The real sting here is that any DMCA notices must be sent to the email addresses registered with the RIR and they have a tendency to go unanswered. Physical addresses registered with the companies are “fakes or PO boxes,” AAPA says, meaning it can be difficult or even impossible to identify who owns them.
From an enforcement perspective, this is less than ideal. AAPA reports that during the first six months of the football season, only 10% of DMCA notices sent to one foreign hosting company were acted upon.
“There is no policy on repeat offences. Outreach is ignored and legal action cannot be taken because no one knows where this company is or who the owners are. One company hosts nearly 50% of a broadcaster’s infringing streams,” AAPA’s presentation reads.

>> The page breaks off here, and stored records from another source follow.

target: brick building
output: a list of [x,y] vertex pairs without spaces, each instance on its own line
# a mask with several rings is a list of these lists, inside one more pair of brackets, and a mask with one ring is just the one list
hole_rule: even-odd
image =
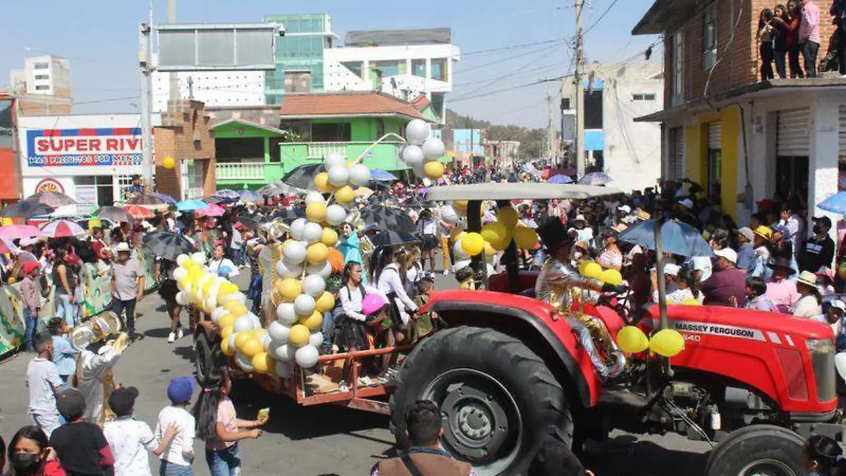
[[[820,8],[818,64],[834,27]],[[754,202],[779,193],[813,204],[838,191],[846,161],[846,80],[760,81],[756,32],[763,0],[656,0],[633,30],[661,34],[664,109],[638,121],[662,123],[662,173],[689,178],[745,223]],[[800,63],[802,63],[800,58]],[[838,159],[839,158],[839,159]]]

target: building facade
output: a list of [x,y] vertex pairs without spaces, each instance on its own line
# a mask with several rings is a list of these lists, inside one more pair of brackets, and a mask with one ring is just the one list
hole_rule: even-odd
[[[821,60],[833,34],[831,3],[811,1]],[[740,223],[774,194],[797,199],[809,217],[824,214],[816,204],[838,191],[846,160],[846,81],[758,80],[758,12],[772,7],[656,0],[633,30],[665,38],[664,108],[637,119],[662,125],[662,176],[700,183]]]

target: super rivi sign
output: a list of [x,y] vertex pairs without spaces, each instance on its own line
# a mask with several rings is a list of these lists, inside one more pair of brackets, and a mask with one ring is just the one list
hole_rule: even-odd
[[30,167],[140,165],[140,128],[26,131]]

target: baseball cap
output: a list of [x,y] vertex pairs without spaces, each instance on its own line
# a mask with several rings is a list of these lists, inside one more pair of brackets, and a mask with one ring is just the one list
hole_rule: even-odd
[[177,377],[168,384],[168,398],[172,403],[186,403],[194,393],[194,377]]
[[85,397],[76,389],[63,390],[56,399],[56,407],[64,419],[74,421],[85,412]]
[[138,389],[135,387],[120,387],[108,396],[108,406],[118,417],[125,417],[132,413],[138,398]]
[[714,254],[719,257],[724,257],[734,263],[737,263],[738,262],[738,254],[737,252],[734,252],[734,250],[731,248],[722,248],[722,250],[717,250],[716,252],[714,252]]

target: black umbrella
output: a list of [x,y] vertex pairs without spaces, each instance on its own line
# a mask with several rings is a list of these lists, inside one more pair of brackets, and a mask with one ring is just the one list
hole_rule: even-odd
[[173,261],[181,254],[194,252],[194,245],[182,235],[154,231],[144,236],[144,246],[160,257]]
[[288,172],[282,178],[282,181],[298,188],[315,190],[315,175],[322,171],[322,163],[306,163]]
[[371,238],[374,246],[393,246],[406,243],[419,243],[420,238],[404,231],[382,231]]
[[361,220],[365,222],[365,228],[393,230],[405,233],[414,233],[417,229],[414,220],[405,212],[390,207],[376,206],[365,208],[361,211]]
[[28,219],[36,215],[47,215],[52,213],[52,207],[34,201],[24,200],[7,205],[3,210],[0,210],[0,216],[9,219]]

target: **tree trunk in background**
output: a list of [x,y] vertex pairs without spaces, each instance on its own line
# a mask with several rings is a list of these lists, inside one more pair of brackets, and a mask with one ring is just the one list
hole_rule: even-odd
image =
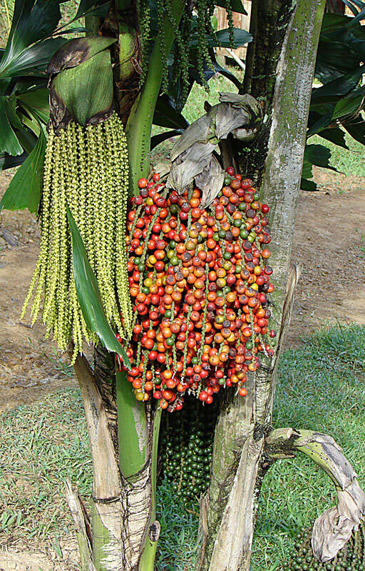
[[[242,152],[241,171],[260,184],[270,206],[275,291],[270,309],[278,330],[274,357],[247,380],[244,400],[227,398],[218,420],[211,484],[202,500],[203,540],[196,569],[249,571],[258,497],[268,466],[263,457],[269,431],[275,370],[297,272],[289,271],[310,95],[324,0],[253,1],[256,38],[247,54],[245,85],[262,101],[261,137]],[[289,18],[288,18],[289,16]],[[247,168],[248,166],[248,168]]]

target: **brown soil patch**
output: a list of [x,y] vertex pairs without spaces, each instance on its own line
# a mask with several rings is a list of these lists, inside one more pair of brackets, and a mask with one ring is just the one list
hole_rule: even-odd
[[325,321],[365,324],[365,178],[317,171],[302,192],[292,258],[302,266],[287,346]]
[[[3,191],[11,176],[0,175]],[[365,178],[317,171],[316,180],[324,190],[299,197],[292,259],[302,274],[289,347],[327,320],[365,323]],[[43,340],[44,328],[38,322],[29,328],[29,316],[20,320],[38,245],[34,215],[0,213],[0,410],[75,383],[55,368],[55,349]]]
[[[0,174],[0,194],[11,177]],[[44,328],[20,315],[39,247],[35,215],[0,213],[0,410],[31,403],[76,381],[55,367],[57,354]]]

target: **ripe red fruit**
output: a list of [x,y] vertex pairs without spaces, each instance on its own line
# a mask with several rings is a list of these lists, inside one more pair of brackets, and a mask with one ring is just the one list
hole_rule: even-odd
[[145,188],[148,183],[147,178],[140,178],[138,181],[138,186],[140,188]]

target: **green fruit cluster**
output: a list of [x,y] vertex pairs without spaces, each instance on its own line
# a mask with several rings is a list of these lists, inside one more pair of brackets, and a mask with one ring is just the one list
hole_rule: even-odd
[[[194,14],[192,14],[192,7]],[[212,0],[197,0],[195,4],[186,3],[185,10],[180,22],[177,21],[174,15],[171,0],[158,0],[157,3],[157,31],[160,42],[163,69],[165,70],[162,81],[162,90],[167,92],[169,81],[174,85],[181,86],[181,101],[178,101],[182,106],[187,98],[190,88],[191,79],[189,75],[189,61],[196,61],[199,83],[205,86],[207,90],[207,83],[205,74],[205,68],[213,69],[212,63],[212,49],[209,46],[209,36],[215,36],[216,33],[212,24],[215,5]],[[230,31],[230,47],[235,48],[235,34],[233,15],[231,0],[227,0],[225,9],[227,13],[228,28]],[[150,9],[148,0],[138,0],[138,9],[140,14],[140,41],[141,46],[142,73],[140,83],[143,84],[148,70],[149,41],[153,37],[152,29],[156,23]],[[164,23],[166,20],[174,33],[175,42],[173,47],[172,77],[168,76],[167,65],[168,54],[164,32]],[[196,36],[197,46],[190,46],[191,39]]]
[[[22,316],[34,297],[32,324],[41,309],[47,333],[61,350],[72,338],[73,360],[83,340],[97,343],[78,303],[67,221],[68,206],[95,272],[106,315],[120,335],[130,330],[125,218],[128,154],[123,125],[115,113],[83,128],[71,121],[56,134],[49,127],[40,206],[39,256]],[[124,330],[120,325],[120,312]]]
[[160,477],[183,501],[198,499],[209,485],[217,406],[187,398],[181,410],[162,420]]
[[297,537],[294,552],[290,561],[285,562],[282,571],[364,571],[365,525],[354,532],[349,542],[331,561],[321,562],[313,555],[312,530],[302,530]]

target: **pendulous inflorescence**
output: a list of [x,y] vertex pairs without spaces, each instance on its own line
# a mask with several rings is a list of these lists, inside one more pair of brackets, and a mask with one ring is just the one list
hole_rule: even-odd
[[88,330],[77,298],[67,206],[95,272],[107,319],[126,338],[132,316],[124,230],[128,176],[125,135],[115,113],[86,127],[71,121],[58,133],[50,125],[40,252],[22,315],[33,298],[32,323],[41,312],[48,334],[53,332],[62,351],[72,338],[73,359],[83,339],[96,343],[98,338]]
[[[150,51],[148,45],[153,39],[153,17],[150,5],[146,0],[139,0],[138,12],[140,14],[140,38],[141,44],[141,67],[140,83],[143,84],[147,76],[148,58]],[[189,76],[189,62],[196,60],[197,71],[200,83],[208,89],[205,74],[207,68],[212,69],[211,49],[209,46],[210,36],[216,38],[216,32],[212,24],[212,16],[215,5],[212,0],[197,0],[193,9],[192,4],[186,3],[182,17],[180,22],[174,13],[171,0],[158,0],[157,3],[157,29],[163,69],[165,70],[162,81],[162,90],[167,93],[168,82],[173,81],[175,86],[181,85],[181,101],[178,101],[180,106],[183,106],[187,97],[191,79]],[[235,48],[235,35],[233,16],[230,0],[227,0],[225,6],[227,14],[227,22],[230,47]],[[175,37],[171,52],[170,65],[168,66],[166,53],[165,29],[171,29]],[[192,39],[196,39],[196,43]],[[169,67],[171,77],[169,77]]]

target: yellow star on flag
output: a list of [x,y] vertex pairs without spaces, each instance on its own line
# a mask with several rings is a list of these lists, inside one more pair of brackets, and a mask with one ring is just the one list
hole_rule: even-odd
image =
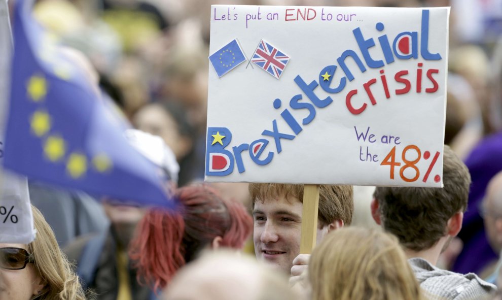
[[64,156],[65,147],[64,141],[62,139],[51,136],[45,141],[44,152],[51,161],[56,161]]
[[51,128],[51,117],[45,112],[37,111],[31,115],[31,129],[35,135],[42,137]]
[[112,169],[112,160],[105,154],[98,154],[92,158],[92,164],[98,172],[105,172]]
[[223,142],[222,141],[222,139],[225,138],[225,136],[222,136],[220,134],[220,131],[217,131],[216,135],[211,135],[211,136],[213,137],[214,140],[212,140],[212,143],[211,145],[212,146],[217,143],[219,143],[222,146],[223,146]]
[[85,155],[73,153],[68,158],[66,170],[74,179],[82,176],[87,171],[87,159]]
[[47,93],[47,82],[42,76],[34,75],[28,81],[28,94],[33,101],[39,101]]
[[326,73],[325,73],[324,75],[321,75],[321,76],[322,76],[322,78],[324,78],[323,81],[327,81],[330,80],[330,77],[331,77],[331,74],[328,74],[328,71],[326,71]]

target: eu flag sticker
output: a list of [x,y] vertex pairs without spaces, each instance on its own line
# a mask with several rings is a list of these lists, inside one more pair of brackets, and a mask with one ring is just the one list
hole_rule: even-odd
[[237,40],[234,39],[209,57],[218,77],[247,60]]

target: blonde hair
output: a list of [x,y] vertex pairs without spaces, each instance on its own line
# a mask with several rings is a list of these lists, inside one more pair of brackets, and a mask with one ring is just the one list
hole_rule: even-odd
[[423,299],[397,239],[375,229],[330,232],[314,250],[308,271],[312,300]]
[[85,300],[78,276],[71,270],[58,245],[52,229],[37,208],[31,206],[37,230],[35,240],[28,244],[35,270],[45,286],[34,298],[40,300]]

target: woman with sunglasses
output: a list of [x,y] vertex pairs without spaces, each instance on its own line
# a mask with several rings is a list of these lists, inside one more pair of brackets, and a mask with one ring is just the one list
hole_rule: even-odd
[[52,229],[40,212],[31,209],[35,240],[28,245],[0,243],[0,299],[85,300]]

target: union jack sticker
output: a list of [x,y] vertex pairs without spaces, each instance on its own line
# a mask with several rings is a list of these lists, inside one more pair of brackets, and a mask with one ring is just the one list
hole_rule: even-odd
[[277,79],[284,72],[290,57],[277,48],[262,40],[253,54],[251,61]]

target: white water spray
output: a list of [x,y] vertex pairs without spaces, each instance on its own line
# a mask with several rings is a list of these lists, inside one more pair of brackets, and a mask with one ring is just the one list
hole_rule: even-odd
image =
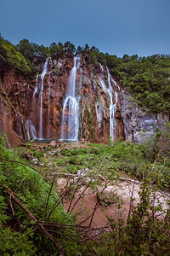
[[118,90],[120,90],[120,87],[116,84],[116,83],[115,82],[115,80],[112,79],[112,77],[110,74],[109,69],[106,67],[106,70],[107,70],[107,78],[108,78],[108,88],[105,85],[105,83],[104,81],[104,68],[101,66],[101,64],[99,64],[99,67],[100,67],[100,77],[99,77],[99,82],[100,84],[103,88],[103,90],[107,93],[110,96],[110,108],[109,108],[109,112],[110,112],[110,138],[114,141],[116,139],[116,122],[115,119],[115,114],[116,114],[116,104],[117,104],[117,93],[115,92],[114,96],[115,96],[115,103],[113,103],[113,89],[111,86],[111,83],[114,84],[115,85],[117,86]]
[[79,131],[79,97],[76,96],[76,68],[79,57],[74,57],[68,91],[63,104],[61,139],[78,141]]

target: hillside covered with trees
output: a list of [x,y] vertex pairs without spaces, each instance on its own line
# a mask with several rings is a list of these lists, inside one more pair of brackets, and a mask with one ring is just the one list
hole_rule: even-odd
[[147,108],[151,113],[169,114],[170,112],[170,56],[154,55],[139,57],[137,55],[122,58],[102,53],[96,47],[78,46],[71,42],[53,43],[50,46],[38,45],[27,39],[17,45],[0,38],[1,66],[6,65],[22,73],[32,79],[39,72],[34,65],[34,58],[42,61],[48,56],[60,59],[77,54],[86,55],[87,62],[101,63],[107,66],[111,75],[124,90],[135,96],[138,104]]

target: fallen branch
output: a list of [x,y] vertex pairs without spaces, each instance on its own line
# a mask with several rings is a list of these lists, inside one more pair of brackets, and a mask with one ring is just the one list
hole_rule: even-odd
[[58,242],[56,241],[56,240],[48,232],[48,230],[38,222],[38,220],[34,217],[34,215],[16,198],[15,196],[15,193],[14,193],[12,190],[10,190],[9,189],[8,189],[6,186],[4,186],[3,184],[1,184],[1,186],[5,189],[5,191],[7,192],[7,194],[11,196],[11,198],[13,199],[13,201],[20,207],[22,208],[25,212],[29,216],[29,218],[35,221],[36,225],[37,226],[37,228],[40,230],[40,231],[42,233],[43,233],[46,236],[48,236],[49,238],[49,240],[54,243],[54,245],[55,246],[55,247],[58,249],[59,253],[60,253],[61,256],[65,255],[62,248],[60,247],[60,246],[58,244]]

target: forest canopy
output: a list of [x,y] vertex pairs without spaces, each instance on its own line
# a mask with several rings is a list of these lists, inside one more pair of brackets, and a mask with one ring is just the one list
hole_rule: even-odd
[[170,55],[153,55],[139,57],[138,55],[122,58],[100,52],[95,46],[76,46],[70,41],[52,43],[49,46],[30,43],[27,39],[17,45],[0,37],[0,61],[33,79],[38,72],[33,60],[39,57],[60,59],[82,54],[88,55],[90,65],[107,66],[111,75],[136,98],[140,107],[152,113],[169,114],[170,112]]

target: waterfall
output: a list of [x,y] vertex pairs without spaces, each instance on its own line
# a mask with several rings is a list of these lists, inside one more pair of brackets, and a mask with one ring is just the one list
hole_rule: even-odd
[[115,80],[112,79],[112,77],[110,74],[109,69],[106,67],[107,70],[107,82],[108,82],[108,87],[105,85],[105,83],[104,81],[104,68],[99,64],[100,67],[100,76],[99,76],[99,82],[103,88],[103,90],[107,93],[110,96],[110,108],[109,108],[109,113],[110,113],[110,138],[114,141],[116,139],[116,122],[115,119],[115,114],[116,111],[116,104],[117,104],[117,98],[118,95],[115,91],[114,96],[115,96],[115,103],[113,103],[113,88],[111,86],[111,83],[115,84],[118,90],[120,90],[120,87],[116,84]]
[[26,130],[27,130],[27,139],[30,141],[31,139],[37,138],[36,128],[32,124],[31,120],[27,119],[26,121]]
[[[48,61],[50,61],[50,70],[48,68]],[[41,76],[37,75],[36,79],[36,87],[33,93],[33,108],[35,108],[35,96],[36,94],[39,93],[39,101],[40,101],[40,113],[39,113],[39,139],[43,138],[43,131],[42,131],[42,101],[43,101],[43,79],[47,73],[50,74],[52,68],[52,60],[51,57],[46,59],[45,64],[43,65],[42,72]],[[50,83],[48,83],[48,92],[50,94]],[[49,99],[49,98],[48,98]],[[48,100],[49,103],[49,100]]]
[[76,96],[76,62],[79,57],[74,57],[74,67],[69,78],[66,97],[64,100],[61,139],[78,141],[79,131],[79,97]]

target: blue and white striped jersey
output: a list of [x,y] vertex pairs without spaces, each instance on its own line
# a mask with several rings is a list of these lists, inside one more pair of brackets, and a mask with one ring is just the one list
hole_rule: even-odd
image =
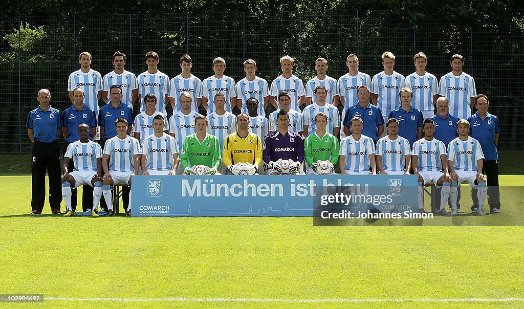
[[173,169],[173,155],[178,153],[178,146],[174,138],[164,133],[157,137],[152,134],[146,138],[142,146],[142,154],[145,154],[146,168],[156,171]]
[[[247,114],[247,107],[246,101],[251,97],[256,97],[258,100],[258,115],[265,117],[266,112],[264,108],[264,98],[269,95],[269,87],[266,80],[255,76],[252,81],[244,78],[236,83],[236,97],[242,100],[242,113]],[[263,140],[264,138],[262,138]]]
[[107,103],[111,102],[110,90],[113,85],[120,85],[122,87],[122,102],[129,105],[133,110],[131,102],[133,91],[138,88],[138,82],[136,75],[128,71],[124,70],[122,74],[116,74],[114,71],[104,75],[102,79],[102,90],[107,92]]
[[222,116],[215,113],[208,114],[208,134],[214,135],[219,139],[220,149],[224,149],[224,140],[228,135],[236,132],[236,116],[226,112]]
[[339,114],[339,109],[329,103],[326,103],[323,106],[320,106],[316,103],[313,103],[306,106],[305,108],[304,108],[304,111],[302,112],[302,124],[304,126],[309,126],[307,136],[309,136],[316,131],[315,116],[319,113],[324,113],[328,115],[328,126],[326,127],[326,131],[332,135],[333,129],[340,126],[340,114]]
[[315,88],[317,86],[324,86],[328,91],[326,96],[326,102],[333,104],[333,97],[339,95],[339,85],[336,80],[332,77],[326,75],[323,80],[319,80],[318,76],[315,76],[308,81],[305,84],[305,96],[311,98],[311,103],[316,103],[316,96],[315,95]]
[[471,136],[467,140],[461,140],[457,137],[447,145],[447,160],[452,162],[455,171],[476,172],[477,160],[484,158],[480,143]]
[[289,105],[289,108],[295,111],[300,111],[300,107],[298,105],[298,100],[301,96],[305,95],[304,84],[302,82],[302,80],[294,74],[291,74],[291,77],[289,79],[285,79],[281,75],[271,82],[269,95],[277,97],[278,102],[278,94],[282,90],[287,91],[291,97],[291,103]]
[[217,79],[213,75],[204,80],[202,82],[202,96],[208,98],[208,115],[214,113],[215,105],[213,104],[213,101],[215,99],[215,95],[219,92],[226,96],[226,104],[224,108],[226,112],[231,112],[231,98],[236,98],[235,86],[235,80],[225,75],[222,75],[221,79]]
[[155,74],[148,71],[138,75],[138,93],[141,95],[140,101],[140,111],[146,110],[144,97],[152,93],[157,97],[156,109],[164,115],[166,111],[166,95],[169,93],[169,78],[160,71]]
[[368,74],[359,72],[355,76],[347,73],[339,79],[339,93],[344,97],[344,113],[350,107],[358,104],[357,90],[361,86],[367,86],[371,90],[371,78]]
[[109,155],[109,170],[131,172],[135,168],[133,156],[141,153],[138,140],[127,136],[124,139],[118,136],[108,139],[104,146],[104,154]]
[[369,155],[375,153],[373,139],[365,135],[361,135],[360,139],[355,140],[352,134],[340,141],[341,156],[345,156],[344,169],[356,173],[370,171],[371,161]]
[[169,133],[174,134],[179,149],[182,149],[182,145],[186,136],[196,133],[195,129],[195,118],[201,115],[193,111],[191,111],[188,115],[184,115],[182,112],[179,112],[169,118]]
[[458,119],[471,116],[471,98],[477,96],[473,78],[463,73],[455,76],[452,72],[440,79],[439,94],[450,101],[449,113]]
[[[300,109],[299,109],[300,111]],[[275,112],[269,114],[269,131],[278,131],[278,123],[277,122],[277,117],[278,116],[278,112],[280,109],[277,109]],[[288,112],[289,115],[289,130],[298,133],[304,130],[304,124],[302,122],[302,114],[294,111],[292,108],[289,109]]]
[[166,115],[157,111],[155,111],[151,116],[146,114],[145,112],[143,112],[135,117],[135,124],[133,126],[133,131],[140,134],[140,145],[144,145],[144,140],[146,138],[155,133],[153,130],[153,118],[157,115],[160,115],[163,117],[164,121],[166,122],[166,127],[164,130],[169,129],[169,124],[167,120]]
[[102,158],[102,147],[92,140],[85,144],[77,140],[68,146],[64,157],[73,159],[74,171],[96,172],[96,159]]
[[269,133],[269,122],[263,116],[258,115],[256,117],[249,117],[249,124],[247,125],[247,130],[253,134],[256,134],[260,138],[260,141],[264,145],[264,138]]
[[371,93],[378,95],[377,107],[380,109],[383,115],[389,115],[391,111],[400,106],[398,92],[405,85],[404,76],[394,71],[390,75],[383,71],[373,76]]
[[442,141],[433,138],[428,140],[421,138],[413,143],[411,156],[418,157],[418,170],[420,172],[438,172],[442,170],[440,156],[446,154],[446,146]]
[[377,156],[382,156],[382,167],[386,172],[406,170],[406,155],[411,154],[409,141],[401,136],[391,140],[386,135],[377,142]]
[[411,105],[420,111],[434,111],[433,96],[439,94],[439,85],[435,75],[428,73],[420,76],[414,72],[406,78],[406,86],[413,92]]
[[192,74],[188,79],[184,79],[179,74],[173,78],[169,84],[169,96],[175,100],[173,114],[176,114],[182,109],[180,95],[186,92],[191,95],[191,109],[198,111],[196,99],[202,97],[202,81]]
[[75,71],[69,75],[68,82],[68,91],[72,91],[76,88],[84,90],[85,97],[84,103],[92,109],[98,116],[100,108],[98,106],[98,93],[102,90],[102,75],[94,70],[84,73],[82,70]]

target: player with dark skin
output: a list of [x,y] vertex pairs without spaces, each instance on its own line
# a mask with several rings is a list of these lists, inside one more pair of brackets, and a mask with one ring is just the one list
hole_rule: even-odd
[[[89,141],[89,126],[86,124],[81,124],[78,126],[78,135],[80,136],[80,142],[86,144]],[[68,165],[71,158],[68,157],[64,157],[64,162],[62,165],[62,169],[63,170],[64,175],[62,176],[62,183],[65,183],[66,181],[71,184],[72,187],[76,187],[76,181],[74,178],[69,174],[69,171],[68,170]],[[97,181],[102,181],[102,158],[96,159],[96,174],[93,176],[91,179],[91,185],[94,186],[95,183]]]

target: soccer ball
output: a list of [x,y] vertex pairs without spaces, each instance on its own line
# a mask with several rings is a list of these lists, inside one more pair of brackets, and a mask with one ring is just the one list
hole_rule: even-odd
[[321,161],[316,164],[315,172],[319,175],[329,175],[333,172],[333,164],[327,161]]
[[291,160],[282,160],[274,169],[281,175],[293,174],[297,171],[297,164]]
[[209,172],[211,169],[205,165],[200,164],[193,167],[192,169],[195,174],[197,175],[203,175],[205,173]]
[[232,172],[235,175],[254,175],[256,171],[255,167],[247,163],[235,164]]

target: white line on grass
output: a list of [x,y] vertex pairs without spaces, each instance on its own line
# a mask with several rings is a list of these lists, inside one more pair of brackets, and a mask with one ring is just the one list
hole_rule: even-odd
[[524,302],[524,298],[504,299],[325,299],[311,300],[286,300],[278,299],[228,299],[228,298],[186,298],[167,297],[158,299],[122,299],[114,297],[70,298],[63,297],[45,297],[46,300],[73,302],[209,302],[213,303],[469,303],[469,302]]

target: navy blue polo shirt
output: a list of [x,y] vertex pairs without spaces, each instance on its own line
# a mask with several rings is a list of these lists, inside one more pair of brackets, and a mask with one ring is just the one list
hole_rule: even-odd
[[498,118],[489,113],[484,120],[478,115],[478,112],[467,118],[470,123],[470,134],[478,141],[484,153],[484,160],[498,160],[498,151],[495,145],[495,135],[500,132],[498,127]]
[[451,116],[449,113],[444,118],[437,114],[430,119],[435,123],[435,134],[433,137],[442,141],[446,145],[446,148],[450,141],[458,137],[458,133],[457,131],[457,122],[458,119]]
[[401,107],[392,111],[388,118],[398,120],[398,135],[409,141],[409,145],[417,141],[417,128],[422,126],[422,114],[420,111],[411,106],[409,111]]
[[116,108],[113,107],[111,103],[100,107],[100,112],[99,113],[99,125],[105,127],[104,138],[107,139],[116,136],[115,122],[119,118],[123,118],[127,120],[128,126],[133,124],[133,112],[129,105],[120,102],[120,105]]
[[349,127],[350,129],[351,119],[354,117],[360,117],[364,123],[362,135],[373,138],[374,141],[378,139],[378,136],[377,136],[378,129],[377,127],[384,124],[384,119],[378,107],[368,103],[367,106],[364,108],[357,104],[348,108],[344,117],[343,124],[346,127]]
[[33,138],[41,142],[57,140],[58,129],[62,127],[60,112],[49,106],[47,111],[40,106],[31,111],[27,116],[26,127],[33,130]]
[[[64,111],[62,114],[62,123],[67,128],[66,140],[70,143],[80,139],[80,136],[78,135],[78,126],[80,125],[86,124],[91,128],[96,127],[94,113],[93,112],[93,109],[85,104],[84,104],[84,107],[80,111],[74,105]],[[93,140],[91,130],[89,130],[89,139]]]

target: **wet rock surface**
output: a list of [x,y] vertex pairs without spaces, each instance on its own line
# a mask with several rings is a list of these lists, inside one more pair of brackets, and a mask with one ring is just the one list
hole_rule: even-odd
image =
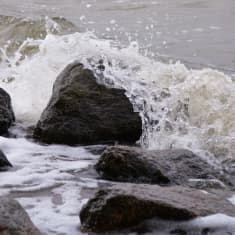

Whether anything can be achieved in the short term is unknown, but by making the presentation and “call to action” at the Internet Governance Forum, which operates under a United Nations mandate (pdf)the chances of connecting with powerful ears seem relatively high.
If nothing else, an anti-piracy group making it so far into “enemy” territory, trying to disrupt ASNs rather than simple IP addresses, adds a new dimension to this evolving battle.